Fortunately, surveillance platforms can help these organizations gain value from all that’s flying around. Our KX colleagues Sam Stanton-Cook and Enda Gildea, who have each been working in surveillance for eight years, shared how gathering and analyzing trades, quotes, E-comms, and more can provide financial institutions with the visibility they need to avoid fines and reputation hits.
Listen to the podcast on your favorite platform:
Vincent Lam (VL): What happens when financial institutions don’t meet regulations?
Sam Stanton-Cook (SS): There’s obviously the financial repercussions, which should come as fines. But the other piece that many are really concerned about is the reputational damage that can come with being caught. That’s something that they want to avoid at all costs. These days fines can reach up to a billion dollars, but it’s the reputational damage that comes with that’s of great concern.

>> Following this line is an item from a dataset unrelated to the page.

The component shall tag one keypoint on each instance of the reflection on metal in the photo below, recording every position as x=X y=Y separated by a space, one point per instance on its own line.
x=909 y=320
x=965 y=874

VL: Wow, so the reputation is greater than a billion dollars?
Enda Gildea (EG): Sometimes.
SS: Well, it can be worth that much. Building an image of trust and respect with all of their customers and clients, can be worth more than a billion dollars to these companies. So, it’s really, really important that they mitigate these risks.
EG: Yeah, I couldn’t agree more. It’s also not only the reputation from the public, but potential business partners too. Would you want to work with you think someone who might be doing some dodgy-dealing behind our backs? So, it’s a matter of basic business integrity as well.

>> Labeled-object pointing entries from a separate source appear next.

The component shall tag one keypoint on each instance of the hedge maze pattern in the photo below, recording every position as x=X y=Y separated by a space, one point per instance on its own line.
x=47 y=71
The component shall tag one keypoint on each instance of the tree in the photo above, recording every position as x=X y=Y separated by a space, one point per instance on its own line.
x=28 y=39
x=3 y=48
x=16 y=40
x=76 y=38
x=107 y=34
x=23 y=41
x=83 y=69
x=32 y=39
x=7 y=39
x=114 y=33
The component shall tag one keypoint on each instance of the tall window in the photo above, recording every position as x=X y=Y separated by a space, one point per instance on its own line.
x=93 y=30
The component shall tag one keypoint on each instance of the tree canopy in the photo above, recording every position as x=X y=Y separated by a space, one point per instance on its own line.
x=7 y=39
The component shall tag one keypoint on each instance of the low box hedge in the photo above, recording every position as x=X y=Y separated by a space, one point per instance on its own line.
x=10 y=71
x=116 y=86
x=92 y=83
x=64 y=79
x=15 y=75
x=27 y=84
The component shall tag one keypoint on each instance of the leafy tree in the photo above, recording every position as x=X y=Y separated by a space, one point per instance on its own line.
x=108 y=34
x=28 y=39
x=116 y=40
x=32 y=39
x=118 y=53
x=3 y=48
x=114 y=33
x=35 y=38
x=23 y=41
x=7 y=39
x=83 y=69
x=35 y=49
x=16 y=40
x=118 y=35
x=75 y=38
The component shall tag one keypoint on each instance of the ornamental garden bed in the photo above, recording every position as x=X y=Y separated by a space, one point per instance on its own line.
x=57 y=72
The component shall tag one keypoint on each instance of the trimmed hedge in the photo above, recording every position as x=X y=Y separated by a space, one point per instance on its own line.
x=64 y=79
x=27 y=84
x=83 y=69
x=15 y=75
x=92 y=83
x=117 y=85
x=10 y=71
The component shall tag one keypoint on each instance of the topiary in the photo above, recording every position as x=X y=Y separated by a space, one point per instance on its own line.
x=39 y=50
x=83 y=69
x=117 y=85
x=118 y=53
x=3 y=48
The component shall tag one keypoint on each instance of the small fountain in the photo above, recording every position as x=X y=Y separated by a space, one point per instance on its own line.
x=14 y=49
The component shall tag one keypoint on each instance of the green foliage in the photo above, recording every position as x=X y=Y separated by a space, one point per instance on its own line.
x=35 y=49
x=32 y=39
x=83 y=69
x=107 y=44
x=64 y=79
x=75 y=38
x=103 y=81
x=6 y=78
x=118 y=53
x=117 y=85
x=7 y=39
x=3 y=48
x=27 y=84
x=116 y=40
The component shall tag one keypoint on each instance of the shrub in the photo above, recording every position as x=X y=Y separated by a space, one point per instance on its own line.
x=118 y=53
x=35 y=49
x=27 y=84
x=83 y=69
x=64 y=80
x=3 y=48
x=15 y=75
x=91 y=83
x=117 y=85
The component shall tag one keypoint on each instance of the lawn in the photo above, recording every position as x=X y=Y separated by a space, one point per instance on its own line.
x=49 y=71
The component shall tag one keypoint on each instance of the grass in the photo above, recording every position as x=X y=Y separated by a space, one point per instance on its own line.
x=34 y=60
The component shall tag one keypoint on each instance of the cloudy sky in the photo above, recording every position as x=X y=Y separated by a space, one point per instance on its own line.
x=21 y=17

VL: Many new regulations have been cropping up in recent years, popular ones that many know by name, such as GFC and Dodd Frank. Were banks just monitoring themselves before that? Did these regulations spark evolution overnight?

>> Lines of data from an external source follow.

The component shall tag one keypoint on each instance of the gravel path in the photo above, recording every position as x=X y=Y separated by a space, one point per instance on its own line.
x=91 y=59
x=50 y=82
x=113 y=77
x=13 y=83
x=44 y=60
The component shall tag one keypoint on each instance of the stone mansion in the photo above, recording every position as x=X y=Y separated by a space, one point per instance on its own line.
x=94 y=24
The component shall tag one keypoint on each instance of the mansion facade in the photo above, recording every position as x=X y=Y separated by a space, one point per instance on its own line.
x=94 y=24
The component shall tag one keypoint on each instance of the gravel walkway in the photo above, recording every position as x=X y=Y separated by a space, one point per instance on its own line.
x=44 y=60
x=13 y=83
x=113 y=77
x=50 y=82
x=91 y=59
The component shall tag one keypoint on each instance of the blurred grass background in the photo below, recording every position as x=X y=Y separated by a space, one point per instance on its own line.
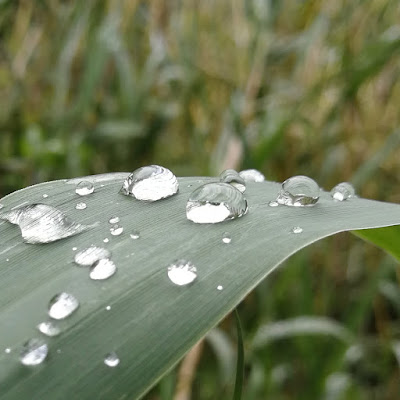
x=288 y=87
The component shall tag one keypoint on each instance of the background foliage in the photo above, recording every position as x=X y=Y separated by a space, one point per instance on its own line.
x=287 y=87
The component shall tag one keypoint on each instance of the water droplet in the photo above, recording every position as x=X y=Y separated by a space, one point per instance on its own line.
x=111 y=359
x=40 y=223
x=135 y=235
x=84 y=188
x=297 y=229
x=215 y=202
x=102 y=269
x=62 y=305
x=116 y=230
x=226 y=237
x=113 y=220
x=343 y=191
x=232 y=177
x=252 y=175
x=298 y=191
x=150 y=183
x=49 y=328
x=89 y=256
x=34 y=352
x=81 y=206
x=182 y=272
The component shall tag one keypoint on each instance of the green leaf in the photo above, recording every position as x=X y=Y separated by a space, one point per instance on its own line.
x=152 y=323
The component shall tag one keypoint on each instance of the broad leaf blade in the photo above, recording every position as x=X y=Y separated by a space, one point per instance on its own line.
x=152 y=322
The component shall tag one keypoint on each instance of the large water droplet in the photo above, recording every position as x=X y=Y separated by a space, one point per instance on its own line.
x=182 y=272
x=111 y=359
x=102 y=269
x=41 y=223
x=84 y=188
x=34 y=352
x=49 y=328
x=343 y=191
x=215 y=202
x=298 y=191
x=62 y=305
x=89 y=256
x=150 y=183
x=252 y=175
x=232 y=177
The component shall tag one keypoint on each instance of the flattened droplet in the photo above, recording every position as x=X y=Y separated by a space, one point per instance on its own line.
x=41 y=223
x=182 y=272
x=34 y=352
x=62 y=305
x=215 y=202
x=233 y=178
x=298 y=191
x=150 y=183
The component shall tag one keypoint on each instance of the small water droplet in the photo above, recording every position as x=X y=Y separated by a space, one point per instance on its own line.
x=150 y=183
x=343 y=191
x=232 y=177
x=90 y=255
x=111 y=359
x=297 y=229
x=215 y=202
x=34 y=352
x=252 y=175
x=226 y=237
x=49 y=328
x=41 y=223
x=298 y=191
x=81 y=206
x=84 y=188
x=62 y=305
x=116 y=230
x=102 y=269
x=135 y=235
x=182 y=272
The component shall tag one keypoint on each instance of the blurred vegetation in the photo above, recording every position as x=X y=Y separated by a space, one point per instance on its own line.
x=288 y=87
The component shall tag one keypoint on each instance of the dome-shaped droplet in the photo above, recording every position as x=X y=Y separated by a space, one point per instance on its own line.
x=252 y=175
x=89 y=256
x=232 y=177
x=84 y=188
x=49 y=328
x=33 y=352
x=62 y=305
x=215 y=202
x=298 y=191
x=182 y=272
x=343 y=191
x=102 y=269
x=111 y=359
x=41 y=223
x=150 y=183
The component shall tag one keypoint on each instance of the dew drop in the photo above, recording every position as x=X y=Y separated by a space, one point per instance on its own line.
x=111 y=359
x=343 y=191
x=102 y=269
x=215 y=202
x=182 y=272
x=150 y=183
x=84 y=188
x=41 y=223
x=89 y=256
x=62 y=305
x=232 y=177
x=49 y=328
x=34 y=352
x=298 y=191
x=252 y=175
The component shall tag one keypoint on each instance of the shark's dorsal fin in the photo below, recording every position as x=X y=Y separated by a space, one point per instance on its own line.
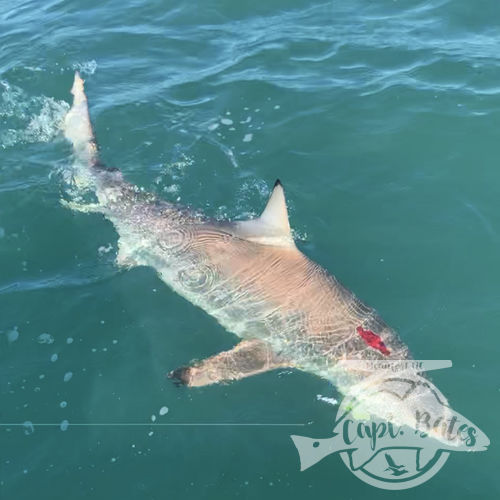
x=276 y=214
x=272 y=227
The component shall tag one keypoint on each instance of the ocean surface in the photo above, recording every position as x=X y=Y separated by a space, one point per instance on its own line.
x=382 y=120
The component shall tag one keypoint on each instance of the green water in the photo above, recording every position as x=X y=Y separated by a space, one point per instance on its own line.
x=382 y=120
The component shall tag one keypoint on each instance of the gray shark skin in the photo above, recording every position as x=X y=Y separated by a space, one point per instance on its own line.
x=287 y=310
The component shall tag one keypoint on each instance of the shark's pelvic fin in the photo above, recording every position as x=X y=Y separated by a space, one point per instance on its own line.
x=247 y=358
x=272 y=227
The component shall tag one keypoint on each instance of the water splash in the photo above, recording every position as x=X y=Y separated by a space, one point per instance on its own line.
x=28 y=119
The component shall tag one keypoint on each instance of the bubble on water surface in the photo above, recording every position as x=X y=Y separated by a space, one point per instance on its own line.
x=86 y=67
x=12 y=335
x=28 y=427
x=45 y=338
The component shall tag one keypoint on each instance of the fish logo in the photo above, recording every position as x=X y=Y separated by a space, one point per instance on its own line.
x=393 y=453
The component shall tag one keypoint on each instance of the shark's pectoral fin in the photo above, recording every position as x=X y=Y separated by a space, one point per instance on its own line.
x=249 y=357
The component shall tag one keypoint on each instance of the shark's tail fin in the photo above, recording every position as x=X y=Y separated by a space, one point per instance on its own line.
x=77 y=126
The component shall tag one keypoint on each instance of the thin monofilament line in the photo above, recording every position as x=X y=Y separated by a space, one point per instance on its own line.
x=152 y=424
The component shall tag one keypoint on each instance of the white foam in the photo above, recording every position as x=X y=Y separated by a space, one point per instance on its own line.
x=86 y=67
x=28 y=119
x=330 y=401
x=45 y=338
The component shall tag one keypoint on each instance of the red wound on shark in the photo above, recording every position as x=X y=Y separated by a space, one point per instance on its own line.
x=373 y=340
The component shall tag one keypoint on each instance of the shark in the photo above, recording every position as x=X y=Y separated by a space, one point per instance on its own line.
x=286 y=310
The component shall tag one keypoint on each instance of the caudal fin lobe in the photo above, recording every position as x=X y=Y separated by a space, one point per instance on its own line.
x=77 y=126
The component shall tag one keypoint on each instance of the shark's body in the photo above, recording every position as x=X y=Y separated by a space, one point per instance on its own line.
x=288 y=311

EG: Prior to the last 15 years, most regulations were a box-ticking exercise. The systems were fragmented or manual. The data captured would just be simple activities, rather than everything that happened around each event.
The financial crisis led us to look deeper and think about everything surrounding these single activities. Adding in liquidity ratio, leverage checks, making sure you’re not front running any clients, all these regulations added up. And that meant that all the participants had to store a lot more data, as much as seven years worth. As a result, organizations need an automated system, moving away from legacy databases, and moving forward to a really accessible system.
SS: I completely agree. In the equities market, there’s always been some rules. In terms of the FICC markets, there was also some oversight, mostly manual investigations, where they would go back through and pull some data out of one of their trading platforms and then pull some data out of the audio recordings or emails and stitch it all together. Because of those fragmented systems that Enda spoke about, this process was traditionally was quite difficult.
Since these large organizations have so many systems pulling all of that information together to do this ad hoc analysis, that if the regulator came banging on the door, which they weren’t doing as much pre GFC, saying, “We need x, y, and z,” it was quite difficult to present it to them.
Post GFC, all of the regulations have gotten more specific about the data types that you need and how to store it such that you can report to the regulators.
VL: So, the problem you just presented – at least to the lay person – sounds almost untenable, right? I’m thinking about the volumes that must be going on at some of these large banks, all the different interactions, and most of them innocuous. Plus, I imagine that anybody that is savvy enough to commit some sort of fraud is probably not going to do it in a way that announces their committing fraud, burying it underneath all that traffic and making it seem like business as usual. So, what are the challenges that banks are facing to find this type of fraud and surface it? What are the key things they have to be able to do?